Cradle to Cradle: (Patterns of the Planet) by Michael Braungart & William McDonough

Cradle to Cradle: (Patterns of the Planet) by Michael Braungart & William McDonough

Author:Michael Braungart & William McDonough [Braungart, Michael]
Language: eng
Format: azw3
Publisher: Random House
Published: 2009-01-29T05:00:00+00:00


Monstrous Hybrids

Mountains of waste rising in landfills are a growing concern, but the quantity of these wastes—the space they take up—is not the major problem of cradle-to-grave designs. Of greater concern are the nutrients—valuable “food” for both industry and nature—that are contaminated, wasted, or lost. They are lost not only for lack of adequate systems of retrieval; they are lost also because many products are what we jokingly refer to as “Frankenstein products” or (with apologies to Jane Jacobs) “monstrous hybrids”—mixtures of materials both technical and biological, neither of which can be salvaged after their current lives.

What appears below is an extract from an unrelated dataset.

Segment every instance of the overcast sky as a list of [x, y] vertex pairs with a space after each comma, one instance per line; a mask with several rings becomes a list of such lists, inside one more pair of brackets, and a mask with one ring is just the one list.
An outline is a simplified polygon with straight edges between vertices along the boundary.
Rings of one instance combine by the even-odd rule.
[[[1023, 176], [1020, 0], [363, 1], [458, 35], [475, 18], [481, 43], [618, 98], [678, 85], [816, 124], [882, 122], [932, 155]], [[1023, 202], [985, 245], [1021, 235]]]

A conventional leather shoe is a monstrous hybrid. At one time, shoes were tanned with vegetable chemicals, which were relatively safe, so the wastes from their manufacture posed no real problem. The shoe could biodegrade after its useful life or be safely burned. But vegetable tanning required that trees be harvested for their tannins. As a result, shoes took a long time to make, and they were expensive. In the past forty years, vegetable tanning has been replaced with chromium tanning, which is faster and cheaper. But chromium is rare and valuable for industries, and in some forms it is carcinogenic. Today shoes are often tanned in developing countries where few if any precautions are taken to protect people and ecosystems from chromium exposure; manufacturing wastes may be dumped into nearby bodies of water or incinerated, either of which distributes toxins (often disproportionately in low-income areas). Conventional rubber shoe soles, moreover, usually contain lead and plastics. As the shoe is worn, particles of it degrade into the atmosphere and soil. It cannot be safely consumed, either by you or by the environment. After use, its valuable materials, both biological and technical, are usually lost in a landfill.